An orbital-free self-consistent field approach for molecular clusters and liquids

TL;DR

This paper introduces an orbital-free density functional theory combining Bohm hydrodynamics and Bayesian analysis to efficiently compute quantum ground states of atomic clusters and liquids, demonstrated on Argon clusters.

Contribution

It develops a novel orbital-free quantum simulation method integrating hydrodynamics and statistical inference, enabling efficient ground state calculations for clusters and liquids.

Findings

Successfully computed ground state structures of Argon clusters.

Demonstrated the method's applicability to small rare-gas clusters.

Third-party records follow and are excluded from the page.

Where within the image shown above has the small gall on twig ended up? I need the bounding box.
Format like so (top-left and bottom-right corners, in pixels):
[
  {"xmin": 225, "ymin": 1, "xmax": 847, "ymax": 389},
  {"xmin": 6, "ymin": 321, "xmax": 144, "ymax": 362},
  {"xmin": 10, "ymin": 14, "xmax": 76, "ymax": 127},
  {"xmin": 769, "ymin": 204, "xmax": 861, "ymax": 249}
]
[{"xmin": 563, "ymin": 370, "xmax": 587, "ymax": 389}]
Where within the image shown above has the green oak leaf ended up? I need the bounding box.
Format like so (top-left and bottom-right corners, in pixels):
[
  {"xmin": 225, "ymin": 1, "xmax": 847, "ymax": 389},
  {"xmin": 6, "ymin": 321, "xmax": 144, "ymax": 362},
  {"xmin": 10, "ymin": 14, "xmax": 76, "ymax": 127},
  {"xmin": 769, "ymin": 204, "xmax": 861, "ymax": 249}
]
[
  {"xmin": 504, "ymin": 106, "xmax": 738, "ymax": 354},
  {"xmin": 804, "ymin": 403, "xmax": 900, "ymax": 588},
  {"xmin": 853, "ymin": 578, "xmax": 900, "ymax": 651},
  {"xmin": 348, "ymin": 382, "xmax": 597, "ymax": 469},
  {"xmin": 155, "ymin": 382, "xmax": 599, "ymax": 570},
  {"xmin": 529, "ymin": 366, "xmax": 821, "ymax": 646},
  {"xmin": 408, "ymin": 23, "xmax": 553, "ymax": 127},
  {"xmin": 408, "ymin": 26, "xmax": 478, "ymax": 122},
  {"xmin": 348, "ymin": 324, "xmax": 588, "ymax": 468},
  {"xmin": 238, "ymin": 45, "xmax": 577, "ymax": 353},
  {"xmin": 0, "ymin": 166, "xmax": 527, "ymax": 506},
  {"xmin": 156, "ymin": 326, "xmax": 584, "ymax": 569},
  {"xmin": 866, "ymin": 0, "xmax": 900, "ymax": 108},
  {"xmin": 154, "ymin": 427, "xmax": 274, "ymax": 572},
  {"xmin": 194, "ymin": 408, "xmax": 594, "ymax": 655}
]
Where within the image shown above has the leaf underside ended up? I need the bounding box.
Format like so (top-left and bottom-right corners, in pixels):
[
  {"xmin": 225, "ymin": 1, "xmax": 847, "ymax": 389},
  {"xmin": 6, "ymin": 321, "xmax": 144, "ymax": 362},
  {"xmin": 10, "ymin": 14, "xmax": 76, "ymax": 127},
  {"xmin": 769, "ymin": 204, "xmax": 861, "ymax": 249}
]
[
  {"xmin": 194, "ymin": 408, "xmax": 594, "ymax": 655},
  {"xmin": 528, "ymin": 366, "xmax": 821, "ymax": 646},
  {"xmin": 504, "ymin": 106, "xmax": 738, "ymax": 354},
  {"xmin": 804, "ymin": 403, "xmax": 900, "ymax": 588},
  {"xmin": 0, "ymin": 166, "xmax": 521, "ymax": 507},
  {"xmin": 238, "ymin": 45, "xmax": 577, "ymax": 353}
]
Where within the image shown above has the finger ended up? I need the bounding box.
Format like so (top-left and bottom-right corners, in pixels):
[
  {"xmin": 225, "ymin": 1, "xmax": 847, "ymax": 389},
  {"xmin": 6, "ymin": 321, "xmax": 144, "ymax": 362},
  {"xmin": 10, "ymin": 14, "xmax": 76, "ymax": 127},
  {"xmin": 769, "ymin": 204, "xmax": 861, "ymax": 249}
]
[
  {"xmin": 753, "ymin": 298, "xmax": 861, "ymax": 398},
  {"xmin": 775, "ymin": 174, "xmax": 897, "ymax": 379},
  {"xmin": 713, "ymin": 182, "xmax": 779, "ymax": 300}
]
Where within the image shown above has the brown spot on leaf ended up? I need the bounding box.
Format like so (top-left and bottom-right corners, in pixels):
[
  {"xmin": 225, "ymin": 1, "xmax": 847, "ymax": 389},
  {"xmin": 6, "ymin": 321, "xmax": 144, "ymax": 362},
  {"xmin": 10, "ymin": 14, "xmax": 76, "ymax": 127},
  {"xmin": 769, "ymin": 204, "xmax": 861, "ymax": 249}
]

Framework is extendable to larger many-atom systems.

Abstract

We present an ``orbital'' free density functional theory for computing the quantum ground state of atomic clusters and liquids. Our approach combines the Bohm hydrodynamical description of quantum mechanics with an information theoretical approach to determine an optimal quantum density function in terms of density approximates to a statistical sample. The ideas of Bayesian statistical analysis and an expectation-maximization procedure are combined to develop approximations to the quantum density and thus find the approximate quantum force. The quantum force is then combined with a Lennard-Jones force to simulate clusters of Argon atoms and to obtain the ground state configurations and energies. As demonstration of the utility and flexibility of the approach, we compute the lowest energy structures for small rare-glass clusters. Extensions to many atom systems is straightforward.